If you do not use your account for more than 18 months, we will mark it in our database as “inactive”. We will then no longer actively use your account information, e.g. to inform you on our products and services, but will archive the account to be able to easily re‐activate it should you wish to use our services again in the future.
In case you wish to close your account, please contact our Customer Support team. Upon closure, we will remove your personal information without undue delay except for information that we are obliged to keep pursuant to law. For instance in order to meet statutory administrative retention obligations, we need to keep some of your account related information (e.g. copies of invoices/receipts), for six years.
Data may be retained longer in cases where it is used in relation to a legal claim or is used in relation to a valid legal process.
Accessing and managing your personal data
You can directly view and edit your personal details via your personal account by contacting our Customer Support team. There you can also make choices about our collection and use of your data. For instance, you can always choose in your account settings. How you can access or control your personal data will depend on which products and services you use.
If you cannot access, rectify, or erase certain personal data yourselves, if you want a copy of the personal data that we process of you, if you wish to request a restriction of processing of your personal data or to object to processing, please contact our Customer Care department using our web form. We will respond to such requests within 30 days.
Lawful basis for data processing
We only collect and process your personal data when there is a lawful basis to do so. The lawful basis we rely on in this respect includes:
- Contract: the processing is necessary to perform your Service contract;
- Legitimate interest: for example, i) a legitimate commercial interest to process certain of your personal data, e.g. for running our business and the purposes of certain forms of direct marketing and profiling; ii) to archive certain account information to facilitate you to re‐use your account in the future; or iii) if there is a legitimate interest from business or security perspective, e.g. to prevent fraud or abuse of our Services, or for purpose of network and information security of our IT systems;
- Legal obligation: the processing necessary to comply with a legal obligation, e.g. the legal requirement to keep administrative records for a certain period of time, or the legal obligation to share certain data on a police order for criminal investigation purposes;
- Consent: where you gave us explicit consent to process the data concerned, for example ‐ if applicable ‐ to share your data with partners or other third parties for commercial purposes.
If you have given your consent to the processing, you have the right to withdraw your consent at any time, by completing a web form. We will discontinue the processing of your information upon receipt of your withdrawal. However, any processing performed prior to your withdrawal remains a legitimate processing based on a valid consent at the time.
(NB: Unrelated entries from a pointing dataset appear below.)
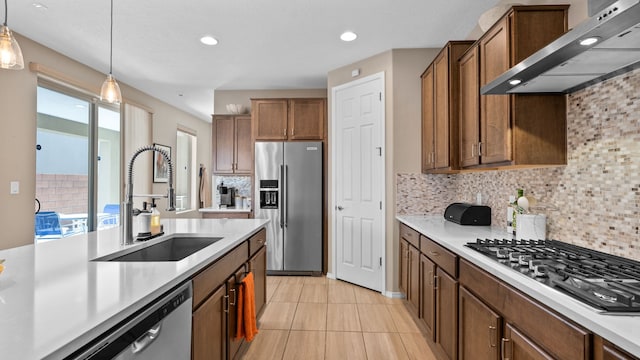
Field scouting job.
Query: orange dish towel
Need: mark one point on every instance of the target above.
(246, 324)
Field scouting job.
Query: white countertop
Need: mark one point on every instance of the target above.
(621, 330)
(53, 299)
(225, 210)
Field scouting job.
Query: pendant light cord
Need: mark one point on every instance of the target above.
(5, 12)
(110, 42)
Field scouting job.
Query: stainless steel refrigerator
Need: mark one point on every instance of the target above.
(288, 192)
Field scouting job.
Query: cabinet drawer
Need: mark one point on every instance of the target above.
(412, 236)
(257, 241)
(215, 275)
(557, 336)
(481, 284)
(444, 258)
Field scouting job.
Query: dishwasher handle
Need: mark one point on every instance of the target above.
(146, 339)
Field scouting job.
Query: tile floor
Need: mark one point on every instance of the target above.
(319, 318)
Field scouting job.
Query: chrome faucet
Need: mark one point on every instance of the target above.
(127, 206)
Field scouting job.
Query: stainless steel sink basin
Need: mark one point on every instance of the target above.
(172, 249)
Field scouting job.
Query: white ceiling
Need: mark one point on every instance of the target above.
(276, 44)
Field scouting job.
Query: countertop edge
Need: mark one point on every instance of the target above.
(561, 303)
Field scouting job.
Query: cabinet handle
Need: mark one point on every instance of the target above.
(234, 297)
(492, 335)
(503, 345)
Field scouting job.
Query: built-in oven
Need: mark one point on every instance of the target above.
(162, 330)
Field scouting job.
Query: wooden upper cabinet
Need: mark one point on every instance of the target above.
(427, 120)
(495, 116)
(306, 119)
(440, 110)
(231, 144)
(512, 130)
(269, 119)
(289, 119)
(469, 108)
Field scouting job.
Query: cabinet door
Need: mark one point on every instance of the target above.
(469, 108)
(223, 144)
(258, 265)
(447, 313)
(479, 330)
(428, 295)
(269, 118)
(495, 115)
(209, 322)
(404, 267)
(427, 120)
(517, 346)
(232, 292)
(306, 119)
(413, 293)
(441, 110)
(243, 145)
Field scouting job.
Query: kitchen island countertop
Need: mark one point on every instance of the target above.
(225, 210)
(54, 299)
(621, 330)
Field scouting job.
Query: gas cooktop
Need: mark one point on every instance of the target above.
(607, 282)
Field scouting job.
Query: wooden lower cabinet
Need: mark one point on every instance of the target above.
(479, 331)
(413, 292)
(604, 350)
(530, 330)
(258, 266)
(447, 313)
(215, 304)
(209, 327)
(404, 266)
(517, 346)
(428, 296)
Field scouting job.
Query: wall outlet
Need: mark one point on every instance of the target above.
(15, 187)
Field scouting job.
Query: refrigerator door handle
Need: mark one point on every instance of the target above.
(282, 187)
(286, 194)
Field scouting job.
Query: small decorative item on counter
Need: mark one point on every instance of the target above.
(155, 218)
(516, 210)
(510, 213)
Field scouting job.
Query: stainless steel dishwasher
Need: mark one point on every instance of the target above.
(160, 331)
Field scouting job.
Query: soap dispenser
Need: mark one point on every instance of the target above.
(155, 218)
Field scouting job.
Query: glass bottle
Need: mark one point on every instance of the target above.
(155, 219)
(516, 210)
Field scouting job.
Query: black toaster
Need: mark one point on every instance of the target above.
(468, 214)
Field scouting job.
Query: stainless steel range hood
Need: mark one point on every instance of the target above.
(565, 65)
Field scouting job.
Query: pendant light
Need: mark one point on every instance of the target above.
(110, 91)
(10, 53)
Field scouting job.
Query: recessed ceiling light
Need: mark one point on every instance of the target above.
(348, 36)
(589, 41)
(208, 40)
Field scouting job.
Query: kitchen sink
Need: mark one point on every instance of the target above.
(173, 249)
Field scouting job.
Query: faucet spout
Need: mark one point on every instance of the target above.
(127, 205)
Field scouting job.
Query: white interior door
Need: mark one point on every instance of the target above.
(358, 167)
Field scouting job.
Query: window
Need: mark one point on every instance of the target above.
(186, 171)
(77, 163)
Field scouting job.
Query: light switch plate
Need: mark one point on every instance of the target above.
(15, 187)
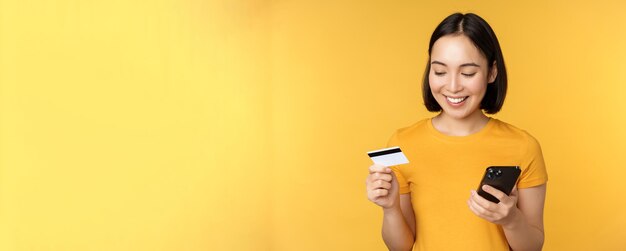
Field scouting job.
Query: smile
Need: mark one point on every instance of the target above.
(456, 100)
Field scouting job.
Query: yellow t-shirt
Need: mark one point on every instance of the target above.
(442, 171)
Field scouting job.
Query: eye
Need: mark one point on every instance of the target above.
(468, 74)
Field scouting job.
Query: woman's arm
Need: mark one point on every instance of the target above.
(398, 217)
(399, 225)
(520, 215)
(525, 230)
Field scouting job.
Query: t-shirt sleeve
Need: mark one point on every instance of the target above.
(533, 167)
(397, 170)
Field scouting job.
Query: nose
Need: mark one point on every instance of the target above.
(454, 85)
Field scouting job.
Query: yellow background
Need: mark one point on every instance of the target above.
(243, 125)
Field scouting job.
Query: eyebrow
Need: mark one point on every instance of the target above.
(463, 65)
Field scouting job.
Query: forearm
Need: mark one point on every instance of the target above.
(523, 236)
(396, 232)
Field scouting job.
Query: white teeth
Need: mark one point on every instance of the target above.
(456, 100)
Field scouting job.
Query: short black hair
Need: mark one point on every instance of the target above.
(483, 37)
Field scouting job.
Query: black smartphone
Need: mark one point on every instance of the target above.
(502, 178)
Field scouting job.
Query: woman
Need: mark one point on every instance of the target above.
(423, 201)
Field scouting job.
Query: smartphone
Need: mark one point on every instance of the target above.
(502, 178)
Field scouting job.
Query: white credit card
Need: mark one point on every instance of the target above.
(391, 156)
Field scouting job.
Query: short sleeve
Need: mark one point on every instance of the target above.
(404, 185)
(533, 167)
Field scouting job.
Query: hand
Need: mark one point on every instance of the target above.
(502, 213)
(382, 187)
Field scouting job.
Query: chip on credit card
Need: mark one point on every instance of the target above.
(391, 156)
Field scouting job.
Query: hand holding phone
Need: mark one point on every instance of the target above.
(502, 178)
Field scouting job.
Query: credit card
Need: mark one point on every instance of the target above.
(391, 156)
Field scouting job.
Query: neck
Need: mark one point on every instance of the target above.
(460, 126)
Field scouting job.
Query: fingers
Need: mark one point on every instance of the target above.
(479, 210)
(495, 192)
(481, 202)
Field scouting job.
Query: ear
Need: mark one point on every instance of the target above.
(493, 73)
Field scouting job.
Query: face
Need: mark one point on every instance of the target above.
(458, 76)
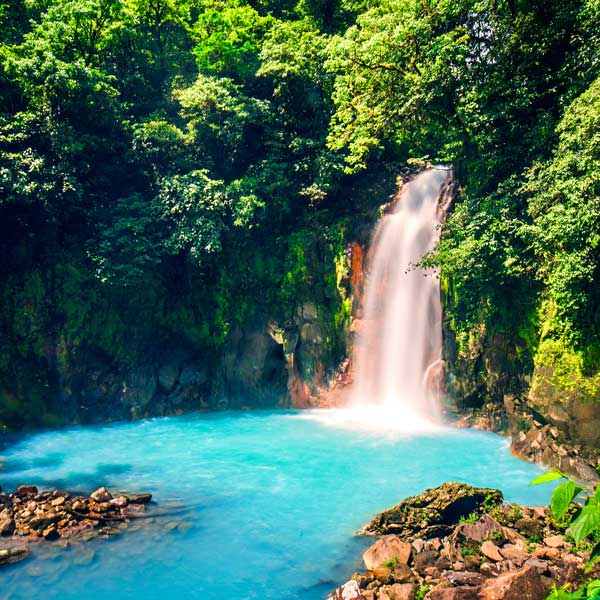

We will not be under the obligation to reverse the processing.
Questions, concerns and complaints
If you have questions or concerns about the way in which we use your personal data, please contact Customer Support through firstname.lastname@example.org or assistance. You may also contact our Data Protection Officer (DPO) via email@example.com.
If you feel that an issue has not properly been resolved, you also have the right to lodge a complaint with the supervisory authority ICO: https://ico.org.uk/concerns/.
SMYL is a trading name of SMYL Global Limited having its address at 25 Moorgate, London, EC2R 6AY, United Kingdom, and is registered with Companies House under no. 11289682 which acts as the controller for this personal data processing.
Our Information Commissioner’s Office registration number is ZA443270.